The percentage of Republicans who wish to see former President Donald Trump play a role in the future of the party has jumped by double digits since early January, according to a new poll.
A total of 59 percent of Republican voters indicated they want Trump to play a major role in their party going forward, a Politico/Morning Consult poll released on Monday found. That figure represents an 18-point increase from Jan. 7.
The same poll found 81 percent of Republicans now said they have a positive view of the former president, up from 77 percent early last month.
A majority of Republicans in the new survey — 53 percent — also said they would vote for Trump if the 2024 primary presidential primary were held today.
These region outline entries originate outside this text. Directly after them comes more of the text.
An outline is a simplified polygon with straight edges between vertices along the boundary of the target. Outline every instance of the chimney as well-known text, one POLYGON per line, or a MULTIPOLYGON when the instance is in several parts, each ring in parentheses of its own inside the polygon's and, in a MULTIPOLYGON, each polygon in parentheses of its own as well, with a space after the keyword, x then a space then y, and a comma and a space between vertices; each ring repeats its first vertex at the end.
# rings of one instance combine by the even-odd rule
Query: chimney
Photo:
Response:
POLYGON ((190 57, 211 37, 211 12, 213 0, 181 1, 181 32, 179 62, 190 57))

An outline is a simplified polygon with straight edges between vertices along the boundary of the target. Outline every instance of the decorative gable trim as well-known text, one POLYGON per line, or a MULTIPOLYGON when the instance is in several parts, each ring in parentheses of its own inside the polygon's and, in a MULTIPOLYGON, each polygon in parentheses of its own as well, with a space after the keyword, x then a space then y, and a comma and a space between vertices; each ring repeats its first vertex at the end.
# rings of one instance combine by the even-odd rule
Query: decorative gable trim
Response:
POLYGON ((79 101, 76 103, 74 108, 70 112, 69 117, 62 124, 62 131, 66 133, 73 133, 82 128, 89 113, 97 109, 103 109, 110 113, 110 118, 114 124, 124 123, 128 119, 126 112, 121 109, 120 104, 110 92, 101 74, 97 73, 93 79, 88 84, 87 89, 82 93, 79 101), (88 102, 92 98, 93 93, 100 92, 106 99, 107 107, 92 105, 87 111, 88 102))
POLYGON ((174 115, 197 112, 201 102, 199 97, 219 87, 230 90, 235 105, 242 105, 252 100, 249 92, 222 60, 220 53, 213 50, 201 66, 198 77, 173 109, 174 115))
Former Vice President Mike Pence had the support of 12 percent of Republicans while Donald Trump Jr. and former U.N. Ambassador Nikki Haley were each backed by 6 percent. All other Republicans named in the survey garnered support in the low single digits.
The new survey was taken in the days following Trump’s acquittal in his Senate trial on one article of impeachment for inciting insurrection against the government stemming from rioting by his supporters at the U.S. Capitol on Jan. 6.
Seven Republican voted to convict Trump in his Senate trial, making it the most bipartisan impeachment vote in American history.
After voting to acquit Trump, Senate Minority Leader Mitch McConnell (R-Ky.) scolded Trump for inciting the mob, saying he was “morally” responsible for the violent outburst and charging him with a dangerous “dereliction of duty.”
In an op-ed written in The Wall Street Journal on Monday, McConnell said the outcome of Trump’s second impeachment “vindicated the Constitution, not Trump.”
“His behavior during and after the chaos was also unconscionable, from attacking Vice President Mike Pence during the riot to praising the criminals after it ended,” McConnell wrote. “I respect senators who reached the opposite answer. What deserves no respect claim that constitutional concerns are trivialities that courageous senators would have ignored.”
Republican senators who voted to acquit Trump argued the trial was unconstitutional because it took place after Trump had left office. If convicted, Trump would have been barred from holding public office again.
After he was acquitted, the former president celebrated the decision as a victory and suggested his “Make American Great Again” movement has “has only just begun.”
“In the months ahead, I have much to share with you, and I look forward to continuing our incredible journey together to achieve American greatness for all of our people,” Trump said in a statement.
The poll of 1,984 registered voters was conducted Feb. 14-15 and has a margin of error of 2 percentage points.